Sucede que “direito subjetivo” é termo cujo significado foi dado pela doutrina clássica por volta do século XIX, para disciplinar relações típicas de direito privado, de maneira que, por considerar este conceito inadequado aos casos em que há controle judicial de políticas públicas, este artigo proporá novo sentido a tal expressão, especialmente em se tratando de judicialização da saúde.
2. DIREITO À SAÚDE COMO DIREITO PÚBLICO SUBJETIVO
Conforme se depreende da leitura dos artigos 196 a 200 da CF, não resta dúvida acerca do caráter público do direito à saúde, cuja garantia passou a ser dever do Estado, mediante políticas sociais e econômicas que visem à redução do risco de doença e de outros agravos e ao acesso universal e igualitário às ações e serviços para sua promoção, proteção e recuperação (art. 196, da CF).

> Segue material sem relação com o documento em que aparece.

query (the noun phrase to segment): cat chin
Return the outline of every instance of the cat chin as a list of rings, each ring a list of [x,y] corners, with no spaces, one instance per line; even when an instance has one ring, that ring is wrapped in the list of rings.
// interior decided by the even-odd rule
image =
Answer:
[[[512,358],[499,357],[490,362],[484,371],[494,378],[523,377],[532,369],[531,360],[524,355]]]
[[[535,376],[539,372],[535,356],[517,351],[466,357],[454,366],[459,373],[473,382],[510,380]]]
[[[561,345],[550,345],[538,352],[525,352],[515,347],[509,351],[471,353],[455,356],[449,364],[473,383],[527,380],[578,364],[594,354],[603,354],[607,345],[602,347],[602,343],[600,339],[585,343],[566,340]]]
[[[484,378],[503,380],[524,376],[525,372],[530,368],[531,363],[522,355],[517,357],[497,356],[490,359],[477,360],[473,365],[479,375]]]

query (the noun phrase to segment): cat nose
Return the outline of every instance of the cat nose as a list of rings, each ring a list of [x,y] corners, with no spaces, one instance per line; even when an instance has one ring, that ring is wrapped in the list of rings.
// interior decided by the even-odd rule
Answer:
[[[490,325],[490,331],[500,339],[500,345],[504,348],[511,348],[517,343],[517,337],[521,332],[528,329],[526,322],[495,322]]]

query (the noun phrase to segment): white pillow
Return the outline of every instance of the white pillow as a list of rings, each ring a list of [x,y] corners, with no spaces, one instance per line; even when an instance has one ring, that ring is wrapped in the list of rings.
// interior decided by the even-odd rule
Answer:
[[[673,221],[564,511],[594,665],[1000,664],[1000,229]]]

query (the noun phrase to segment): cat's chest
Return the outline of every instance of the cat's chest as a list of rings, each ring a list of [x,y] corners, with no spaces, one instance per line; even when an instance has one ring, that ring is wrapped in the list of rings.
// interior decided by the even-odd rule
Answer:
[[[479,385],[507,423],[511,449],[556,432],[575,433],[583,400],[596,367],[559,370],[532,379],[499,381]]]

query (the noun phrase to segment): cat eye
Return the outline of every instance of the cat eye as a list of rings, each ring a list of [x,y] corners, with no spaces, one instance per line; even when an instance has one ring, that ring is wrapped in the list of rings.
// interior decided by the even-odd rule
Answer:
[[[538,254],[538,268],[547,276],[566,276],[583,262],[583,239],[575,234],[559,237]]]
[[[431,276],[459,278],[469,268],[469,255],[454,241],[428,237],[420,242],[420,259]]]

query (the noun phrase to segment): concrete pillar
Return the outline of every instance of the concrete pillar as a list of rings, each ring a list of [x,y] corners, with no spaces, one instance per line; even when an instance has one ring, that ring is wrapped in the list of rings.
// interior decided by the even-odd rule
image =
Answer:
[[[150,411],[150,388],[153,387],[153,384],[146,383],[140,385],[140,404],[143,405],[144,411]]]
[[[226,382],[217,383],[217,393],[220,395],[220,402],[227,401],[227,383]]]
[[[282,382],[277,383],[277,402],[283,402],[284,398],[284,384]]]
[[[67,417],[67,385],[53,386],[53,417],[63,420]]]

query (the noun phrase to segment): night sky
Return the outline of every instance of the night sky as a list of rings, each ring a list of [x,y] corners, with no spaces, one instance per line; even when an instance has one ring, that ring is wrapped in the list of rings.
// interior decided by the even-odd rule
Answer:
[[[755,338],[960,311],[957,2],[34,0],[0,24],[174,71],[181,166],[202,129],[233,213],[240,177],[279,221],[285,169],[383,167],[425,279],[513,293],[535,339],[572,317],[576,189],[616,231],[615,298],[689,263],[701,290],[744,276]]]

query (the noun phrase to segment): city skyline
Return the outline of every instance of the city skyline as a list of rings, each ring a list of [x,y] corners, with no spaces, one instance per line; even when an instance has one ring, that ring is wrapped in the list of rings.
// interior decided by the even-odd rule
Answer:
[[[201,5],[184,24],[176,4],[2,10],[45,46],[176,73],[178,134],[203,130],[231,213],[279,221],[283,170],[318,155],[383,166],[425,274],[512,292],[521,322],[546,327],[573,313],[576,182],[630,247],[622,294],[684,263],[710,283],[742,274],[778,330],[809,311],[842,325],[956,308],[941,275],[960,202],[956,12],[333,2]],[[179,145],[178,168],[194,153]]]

Nesse contexto, em contrapartida ao dever estatal de promoção e proteção da saúde, consolidou-se a tese do direito à saúde como direito fundamental social, ao qual se aplica a garantia do §1º, do art. 5º, da CF, segundo a qual normas de direitos fundamentais são dotadas de aplicabilidade imediata.
Assim, o direito à saúde passou a ser considerado não somente um direito negativo (que veda interferências indevidas do Estado ou de particulares sobre a esfera jurídica do titular), ou como um direito a prestações em sentido amplo (como, p. ex., organização e regulamentação de um sistema público de saúde), mas também como direito público subjetivo a prestações materiais.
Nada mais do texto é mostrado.